Recently, two people came to visit. It had been a while and I and Pop looked forward to it with anticipation. Even though we had a great time, there was fear and trepidation, on my part at least. Every time I spoke I worried that I was offending some feeling of theirs, and several times I did just that. Our beliefs on some things have become quite different. I noticed some sighs and eye rolling coming my way.

Every parent has some regrets and feels that they were poor parents. Mine grow around the stick of lack of truth or clarity in communication. But this feeling of inadequacy spreads through out every thing I do. I know I’m a good person and have much to give. I know I care about all life from a germinating seed of a human to the germinating seed of a plant. Life is LIFE, a gift from God. I know I care and mean only the best. I’m not vindictive, I love, try at least to be patient, kind, not jealous etc.

You would think I’d have a bunch of good close friends. You would think that, but you would be wrong. I have some awesome friends. They are far away and are not near me day in and out. People whom that is forced on, I wind up offending and they pull away.

Pop is right in a way. He once said, “…., you offend everyone you talk to.” The truth in the statement is I eventually will do just that. Ah, I know. I am wallowing in self-pity and regret. That does not change the truth. 60 some years old and still can not talk to relatives and friends. There is none in the world whom one can just be our selves with. Funny, that is what we all want. To be accepted “as is”, non returnable, you have to keep me even with the flaws.

Sunday, November 9, 2008

Learning Experiences

Life is full of learning experiences. Learning is necessary. With out learning there is no growth. Learning is what makes life worth living. OK, Okay, what’s my point in writing. I have one of those life questions, and that is, “WHY do so many learning experiences have to cost SO MUCH money?

Here is what I’m talking about. A friend kindly purchased a used lawnmower for the APL. It was used, so she had it overhauled. The thing ran really well all summer, but as the last mowing of the season finished the engine blew up. Why? No one put in oil. Now she is looking for a new used mower for the APL. No they can’t fix it. No the APL does not have the money to buy one.

What was the thing learned? Check the oil yourself because no one else will. Now, I ask you, couldn’t that lesson been learned more cheaply?

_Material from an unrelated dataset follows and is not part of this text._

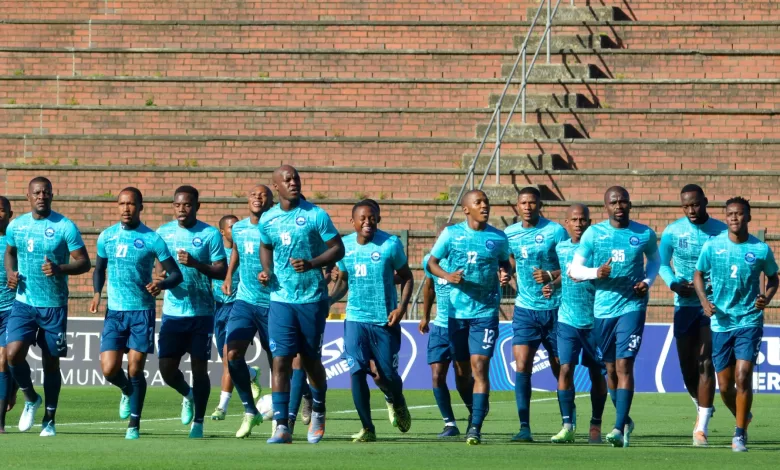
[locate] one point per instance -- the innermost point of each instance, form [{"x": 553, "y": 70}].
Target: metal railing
[{"x": 495, "y": 118}]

Here is my own example. I bought a $12,000 Inbro embroidery machine. What did I know? I went to the trade show. I shopped around. Looked at all the machines and made my decision, the wrong one, of course. Wrong because I believed the sales person that there would be training and support near by. (Near by to them was the east side of Pennsylvania.) So after 3 years and calling the service guy in I sold the machine for $1,750.00, which was $250 more that I could get for a trade in. Most companies would not even talk about taking it as a trade in. Couldn’t someone have just told me to get a Tajima in the first place?

Pop took his money out of the bank and paid off his car and bought me a Tajima machine. Now there is an expensive “Learning Experience”! I could have bought two new cars or a house in Ashtabula, Ohio with what we have spent on embroidery machines. I better get some customers and fast! Anyone out there need some creative embroidery work done? Please? Maybe?